The Wake
- First edition
- Author: Paul Kingsnorth
- Language: Anglish
- Series: Buckmaster trilogy
- Genre: Historical fiction
- Set in: The Lincolnshire Fens during the Norman Invasion
- Publisher: Unbound Digital
- Publication date: April 30, 2015
- Publication place: United Kingdom
- Pages: 384
- Awards: Gordon Burn Prize 2014 (won); The Bookseller Industry Book of the Year Award 2015 (won); Goldsmiths Prize (shortlisted); Man Booker Prize 2014 (longlisted); Desmond Elliott Prize (longlisted); Folio Prize (longlisted);
- ISBN: 978-1-908-71786-3
- Website: unbound.com/books/the-wake

= The Wake (novel) =

2014 novel by Paul Kingsnorth

The Wake is a 2014 debut novel by British author Paul Kingsnorth. Written in an imaginary language, a hybrid of Old English and Modern English, it tells of Buccmaster of Holland, an Anglo-Saxon freeman forced to come to terms with the effects of the Norman Invasion of 1066, during which his wife and sons were killed. He begins a guerrilla war against the Norman invaders in the Lincolnshire Fens.

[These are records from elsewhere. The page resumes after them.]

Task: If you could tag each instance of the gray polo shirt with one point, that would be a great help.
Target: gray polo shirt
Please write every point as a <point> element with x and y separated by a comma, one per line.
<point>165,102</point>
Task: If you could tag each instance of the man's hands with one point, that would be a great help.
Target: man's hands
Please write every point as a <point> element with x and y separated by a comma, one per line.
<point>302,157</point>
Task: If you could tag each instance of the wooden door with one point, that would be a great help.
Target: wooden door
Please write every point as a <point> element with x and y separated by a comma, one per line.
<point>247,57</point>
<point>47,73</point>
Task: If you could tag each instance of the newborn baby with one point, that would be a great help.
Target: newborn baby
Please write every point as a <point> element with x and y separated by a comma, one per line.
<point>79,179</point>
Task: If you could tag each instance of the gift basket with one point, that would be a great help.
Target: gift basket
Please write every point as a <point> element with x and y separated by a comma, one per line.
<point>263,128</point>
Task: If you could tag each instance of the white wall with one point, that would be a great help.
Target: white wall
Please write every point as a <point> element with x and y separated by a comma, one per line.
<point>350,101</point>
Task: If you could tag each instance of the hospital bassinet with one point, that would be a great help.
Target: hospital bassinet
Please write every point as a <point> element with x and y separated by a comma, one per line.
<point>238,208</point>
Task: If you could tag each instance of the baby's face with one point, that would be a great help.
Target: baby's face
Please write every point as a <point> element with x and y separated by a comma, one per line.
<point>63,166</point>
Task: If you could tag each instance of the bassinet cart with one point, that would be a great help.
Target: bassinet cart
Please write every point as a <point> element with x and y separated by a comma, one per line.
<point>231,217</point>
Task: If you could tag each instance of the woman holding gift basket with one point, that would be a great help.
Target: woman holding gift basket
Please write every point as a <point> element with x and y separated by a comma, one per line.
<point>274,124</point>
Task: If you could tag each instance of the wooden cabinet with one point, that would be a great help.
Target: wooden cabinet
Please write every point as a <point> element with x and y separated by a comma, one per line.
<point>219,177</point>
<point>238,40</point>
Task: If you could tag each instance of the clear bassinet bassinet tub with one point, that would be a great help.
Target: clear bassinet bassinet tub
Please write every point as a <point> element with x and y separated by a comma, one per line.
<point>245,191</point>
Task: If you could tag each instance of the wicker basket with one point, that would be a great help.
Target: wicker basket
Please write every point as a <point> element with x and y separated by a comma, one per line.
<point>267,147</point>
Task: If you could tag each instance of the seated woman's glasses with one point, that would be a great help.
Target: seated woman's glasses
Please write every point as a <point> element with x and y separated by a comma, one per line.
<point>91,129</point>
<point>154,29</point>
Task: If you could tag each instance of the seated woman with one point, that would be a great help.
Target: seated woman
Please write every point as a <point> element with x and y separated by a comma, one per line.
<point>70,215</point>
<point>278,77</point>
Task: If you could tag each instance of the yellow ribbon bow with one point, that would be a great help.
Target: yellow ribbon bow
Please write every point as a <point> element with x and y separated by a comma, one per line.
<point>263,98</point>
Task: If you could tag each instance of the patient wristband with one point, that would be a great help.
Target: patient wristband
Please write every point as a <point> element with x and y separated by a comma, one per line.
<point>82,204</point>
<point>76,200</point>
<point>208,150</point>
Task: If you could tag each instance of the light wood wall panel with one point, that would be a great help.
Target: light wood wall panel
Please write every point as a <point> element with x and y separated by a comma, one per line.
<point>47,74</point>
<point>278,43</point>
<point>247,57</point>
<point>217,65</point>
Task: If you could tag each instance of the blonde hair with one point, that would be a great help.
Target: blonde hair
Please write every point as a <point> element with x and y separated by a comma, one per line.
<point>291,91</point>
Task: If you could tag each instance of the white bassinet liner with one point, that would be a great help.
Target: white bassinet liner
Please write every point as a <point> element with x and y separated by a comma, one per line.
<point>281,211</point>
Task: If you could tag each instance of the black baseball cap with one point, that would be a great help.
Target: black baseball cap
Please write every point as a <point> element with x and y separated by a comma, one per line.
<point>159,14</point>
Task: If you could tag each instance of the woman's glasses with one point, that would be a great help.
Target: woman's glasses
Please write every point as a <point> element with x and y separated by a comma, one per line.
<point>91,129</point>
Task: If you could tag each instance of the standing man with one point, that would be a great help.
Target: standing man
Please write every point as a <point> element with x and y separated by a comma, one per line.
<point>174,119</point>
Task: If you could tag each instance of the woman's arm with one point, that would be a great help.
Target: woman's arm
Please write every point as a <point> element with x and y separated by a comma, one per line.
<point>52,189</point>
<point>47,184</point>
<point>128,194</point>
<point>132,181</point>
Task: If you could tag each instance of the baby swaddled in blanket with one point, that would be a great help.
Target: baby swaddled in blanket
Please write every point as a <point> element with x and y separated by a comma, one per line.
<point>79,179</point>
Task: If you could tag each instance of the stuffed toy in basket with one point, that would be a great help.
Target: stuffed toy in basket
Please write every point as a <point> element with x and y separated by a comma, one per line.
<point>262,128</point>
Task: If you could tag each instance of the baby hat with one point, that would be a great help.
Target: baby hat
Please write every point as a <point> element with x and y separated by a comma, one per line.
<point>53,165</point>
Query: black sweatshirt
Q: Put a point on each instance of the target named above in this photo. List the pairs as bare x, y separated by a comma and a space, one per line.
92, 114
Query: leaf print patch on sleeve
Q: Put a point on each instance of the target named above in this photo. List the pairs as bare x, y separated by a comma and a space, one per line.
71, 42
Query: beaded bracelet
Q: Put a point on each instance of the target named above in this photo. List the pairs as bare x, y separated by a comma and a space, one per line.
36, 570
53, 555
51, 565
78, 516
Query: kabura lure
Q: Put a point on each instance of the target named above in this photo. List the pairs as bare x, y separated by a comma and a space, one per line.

Kingsnorth financed the work through crowdfunding on the platform Unbound. After not receiving support through a mainstream publisher, he did not initially expect a large response to his work. However, the book was longlisted for the 2014 Man Booker Prize and won the 2014 Gordon Burn Prize. The film rights were acquired by the actor and director Mark Rylance, who also read a section of the book in 2014 at the Hay Festival.